After the program we went to a separate room, the brahmachari room, and had a puppet show about Prahlad. Vishnujana had made the puppets. Behind the puppets’ screen, Silavati was Prahlad’s mother, while Vishnujana and one or two other devotees took other roles. At one point Hiranyakashipu was about to give Prahlad some poisoned food, and there was a plate of sweets on the puppet stage. Prahlad was offering these sweets to his spiritual master, when someone told one of the brahmacharis to bring the plate of sweets to Prabhupada. When Prabhupada received these sweets he said, “Oh, you’re trying to poison me?” It was so funny. Prabhupada made this joke, and everybody got a kick out of it.
When the realtor came, we toured that building, then we toured the other building, and we decided that we wanted the Watseka building. Prabhupada said to the minister, who was the representative of the church that owned the Watseka building, “You are serving God, and we are serving God. We’re both servants of God. We are just as poor as church mice, and so in some sense we can ask you to give the building to us for the service of God. How- ever, we won’t ask you that. But you give us your best price.” Prabhu- pada obviously wanted the building and was negotiating with the minister like anything, practically pushing him.

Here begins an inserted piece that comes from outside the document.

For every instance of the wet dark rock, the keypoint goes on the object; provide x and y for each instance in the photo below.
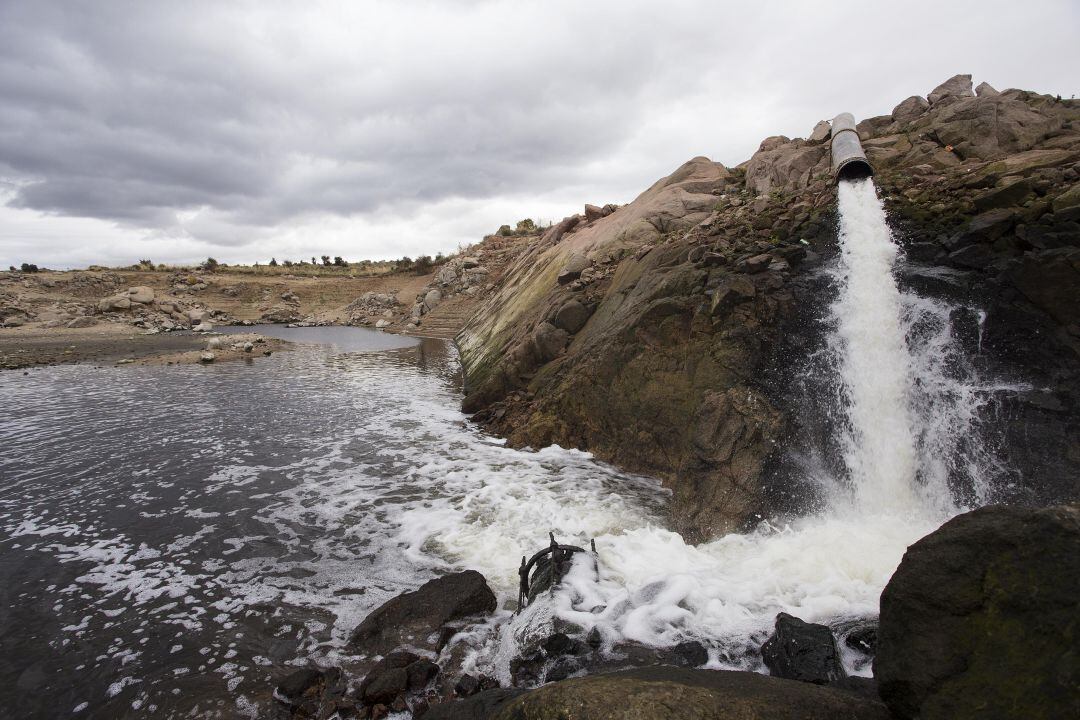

When we were in his garden in Los Angeles in 1970, Prabhupada started talking about Russia. He said that his first impression of the Russian men was how strong they were. They had picked up the luggage effortlessly. He was a little critical of such physical strength because after all, our intention is not to be muscle-bound, but to be spiritually inclined. Then he commented on the women. He said the women in Russia were also big, and he said that the gopis were tribhangalalita, meaning that the gopis had an attractive figure, unlike the Russian women. Those first impressions of Russia made it seem a little formidable at the time.

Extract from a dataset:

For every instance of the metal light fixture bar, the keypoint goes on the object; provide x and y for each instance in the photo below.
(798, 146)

To the end, Prabhupada was a warrior. I was in Iran during Prabhupada’s disappearance lila, and one by one we all went to visit Prabhupada. When I got to Vrindavan, I immediately went to his room. I had a suit on, and some devotee said, “Go get changed,” but Jayadvaita said, “No, no, those are his preaching clothes. Let him come in.” I went in. Prabhupada was lying on his bed, and when I went next to him he asked me what I was doing. I said, “I’m still in Iran with Atreyarishi.” He said, “What are you doing with your money?” Fortunately I was giving fifty percent of my income to Atreya for the preaching project. I told him that, and he said, “Good.” He liked that. He put his hand on my head, and that was a very emotional time for me. Prabhupada was lying there in such an emaciated state, yet he put his hand on my head. I felt that my hair was impure, yet Prabhupada touched it. Then Prabhupada wanted to continue translating the Srimad-Bhagavatam. Pradyumna came in to read verses from the Bhagavatam, and Prabhupada gave his purports. I was always impressed by Prabhupada’s determination. In general, from his schedule and lifestyle, he was like a warrior, constantly preaching, leading kirtans, administrating his book distribution and book publishing, managing his movement and his personal spiritual life, sometimes chanting his rounds late at night. He was such a fighter, such a warrior, and he was so determined to accomplish his spiritual goals.